Я вырвал у него оружие и швырнул его на землю. Затем схватил за плечо другого.
— Ты мой защитник! — крикнул я ему.
Он затряс головою.
— Ты вооружен, — сказал он.
— Я доверяю тебе все оружие. Вот, возьми его.
Он взял мое оружие и только тогда положил руку мне на плечо.
— Он мой на целый день! — заявил курд громко.
— Другие тоже, — добавил я.
— Они не просили защиты, — ответил курд.
— Я делаю это за них. Они не говорят на вашем языке.
— Пусть они тоже сложат свое оружие, тогда я буду их защитником.
Мы быстро сложили оружие, хотя никто из моих спутников не был доволен таким решением. За исключением одного курда, угрожавшего мне кинжалом, остальные, казалось, теперь не столько жаждали наших жизней, сколько желали обрести над нами власть. Этот же, с кинжалом, сверлил меня таким свирепым взглядом, каким может обладать только кровный мститель; вскоре мое предположение подтвердилось. Как только мы двинулись, он увидел еще одну жертву для мести: вытащил кинжал и бросился на моего пса. Но тот действовал быстрее его. Доян отпрянул, чтобы избежать удара, потом схватил врага за запястье прямо над ручкой кинжала. Курд завопил и выронил нож. В мгновение ока пес опрокинул его на землю и схватил теперь уже за горло.
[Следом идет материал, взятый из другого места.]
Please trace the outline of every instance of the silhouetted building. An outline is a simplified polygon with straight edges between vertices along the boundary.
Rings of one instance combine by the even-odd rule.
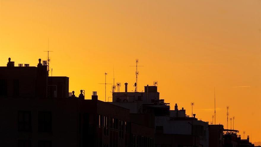
[[[15,67],[9,59],[0,67],[1,146],[153,146],[153,124],[136,123],[129,109],[98,100],[96,92],[91,99],[83,90],[69,93],[69,78],[48,77],[39,61]]]
[[[131,113],[154,114],[157,147],[209,146],[208,123],[189,117],[183,108],[170,110],[170,104],[160,99],[156,86],[144,86],[144,92],[114,92],[110,103],[130,110]]]
[[[223,146],[223,131],[224,127],[222,124],[209,125],[209,146],[211,147]]]

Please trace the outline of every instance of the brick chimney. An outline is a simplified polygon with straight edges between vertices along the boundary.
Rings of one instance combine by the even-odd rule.
[[[92,100],[98,100],[98,96],[97,95],[97,91],[93,91],[93,95],[92,96]]]

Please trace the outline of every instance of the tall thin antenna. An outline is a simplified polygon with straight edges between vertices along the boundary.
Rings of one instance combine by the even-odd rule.
[[[228,109],[229,109],[229,106],[227,106],[227,129],[228,129]]]
[[[112,85],[112,93],[114,92],[115,91],[115,89],[116,88],[116,86],[115,86],[115,84],[114,84],[114,80],[115,80],[115,78],[114,78],[114,67],[113,67],[113,78],[112,79],[113,79],[113,85]]]
[[[213,124],[213,122],[214,122],[213,121],[214,121],[214,115],[212,115],[212,124]]]
[[[117,94],[118,95],[118,97],[117,98],[119,98],[119,93],[120,93],[120,87],[121,86],[121,84],[120,82],[117,82],[116,83],[117,84],[117,88],[118,89],[118,92],[117,93]]]
[[[233,129],[234,129],[234,121],[235,121],[235,116],[233,117]]]
[[[50,70],[49,70],[49,67],[50,67],[50,58],[49,58],[49,52],[52,52],[52,51],[51,51],[49,50],[49,38],[48,38],[48,50],[47,51],[44,51],[44,52],[47,52],[47,71],[48,72],[48,76],[49,76],[49,72]]]
[[[230,129],[232,129],[232,118],[230,118]]]
[[[107,73],[106,72],[105,72],[104,73],[104,75],[105,75],[105,83],[99,83],[99,84],[104,84],[105,85],[105,102],[106,102],[106,85],[107,84],[109,84],[109,83],[106,83],[106,75],[108,75],[108,73]]]
[[[139,63],[139,59],[136,59],[136,65],[135,66],[135,66],[136,67],[136,72],[135,75],[136,75],[136,82],[134,84],[134,86],[135,86],[135,92],[137,92],[138,91],[138,75],[139,75],[139,72],[138,71],[138,67],[143,67],[144,66],[141,66],[138,65],[138,64]]]
[[[193,116],[193,106],[194,105],[194,102],[191,102],[190,103],[191,105],[191,117]]]
[[[214,87],[214,99],[215,105],[214,115],[215,116],[215,124],[216,124],[216,88],[215,87]]]

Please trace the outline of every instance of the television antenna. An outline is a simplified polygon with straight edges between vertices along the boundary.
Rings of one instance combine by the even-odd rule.
[[[115,84],[114,84],[114,81],[115,80],[115,78],[114,78],[114,67],[113,67],[113,78],[112,79],[113,79],[113,85],[112,85],[112,93],[113,93],[113,92],[114,92],[115,91],[115,89],[116,88],[116,86],[115,86]]]
[[[50,58],[49,58],[49,52],[53,52],[53,51],[51,51],[50,50],[49,50],[49,38],[48,38],[48,50],[45,50],[44,51],[44,52],[47,52],[47,71],[48,71],[48,76],[49,76],[49,71],[50,70],[49,70],[49,67],[50,67],[50,62],[51,61],[51,60],[50,59]]]
[[[232,118],[230,117],[230,129],[232,129]]]
[[[110,84],[109,83],[106,83],[106,75],[108,75],[108,73],[107,73],[106,72],[105,72],[105,73],[104,74],[105,75],[105,83],[99,83],[99,84],[104,84],[105,85],[105,102],[106,102],[106,85],[107,84]]]
[[[216,124],[216,88],[214,87],[214,115],[215,116],[215,124]]]
[[[138,63],[139,59],[136,59],[136,65],[130,66],[131,67],[136,67],[136,72],[135,73],[135,75],[136,75],[136,82],[134,84],[134,86],[135,87],[135,92],[137,92],[138,91],[138,75],[139,75],[139,72],[138,71],[138,67],[141,67],[144,66],[138,66]]]
[[[193,116],[193,106],[194,105],[194,102],[191,102],[190,105],[191,105],[191,116]]]
[[[235,121],[235,116],[233,117],[233,129],[234,129],[234,121]]]
[[[214,119],[214,115],[212,115],[212,123],[211,123],[212,124],[213,124]]]
[[[228,109],[229,109],[229,106],[227,106],[227,129],[228,129],[228,115],[229,113],[228,113]]]

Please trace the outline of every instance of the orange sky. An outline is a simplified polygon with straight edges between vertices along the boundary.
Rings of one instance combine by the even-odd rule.
[[[226,128],[229,106],[235,129],[260,141],[260,0],[0,0],[0,66],[9,57],[36,66],[49,38],[53,75],[104,100],[104,72],[112,83],[114,67],[115,82],[134,90],[138,58],[140,91],[157,80],[172,108],[190,115],[194,102],[210,122],[215,87],[217,123]]]

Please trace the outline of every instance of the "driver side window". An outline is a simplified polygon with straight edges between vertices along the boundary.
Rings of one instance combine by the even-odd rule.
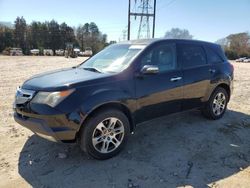
[[[174,44],[158,45],[142,58],[141,67],[155,65],[160,72],[176,69],[176,49]]]

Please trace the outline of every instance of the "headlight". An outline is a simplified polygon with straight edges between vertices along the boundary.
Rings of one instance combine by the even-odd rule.
[[[55,107],[73,92],[74,89],[56,92],[40,91],[36,94],[32,102],[38,104],[47,104],[51,107]]]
На мужественное животное тут же нацелилось несколько ружей.
— Уберите ружья, ради бога, иначе пес его убьет! — крикнул я.
Пуля, которая вряд ли сразила бы пса, мгновенно стала бы причиной смерти курда. Воины это поняли, к тому же они не были уверены в меткости своих выстрелов и потому опустили ружья.
— Отзови собаку! — приказал мне один.
— Именно эта бестия убила моего соседа! — крикнул другой; то был староста, появившийся из-за куста. С его стороны было мудрой предосторожностью держаться от нас на должном расстоянии.
— Староста, ты прав, — отвечал я, — собака сейчас перекусит этому человеку шею, если я ей прикажу.
— Отзови собаку, — повторил курд.
— Скажи мне сначала, не этот ли человек — мститель?
— Да, это он.
— Тогда я вам покажу, что я его не боюсь. Доян, назад!
Пес отпустил курда. Тот встал. Боль его была так велика, что он едва сдерживался от крика, но еще больше была его ярость. Он вплотную подступил ко мне и угрожающе затряс раненой рукой.
— Твой пес отнял всю силу моей руки, — в ярости завопил он, — но не думай, что я передам право мести другому!
— Ты говоришь как лягушка, кваканья которой никто не боится! — ответил я. — Дай мне твою руку, я ее осмотрю и перевяжу!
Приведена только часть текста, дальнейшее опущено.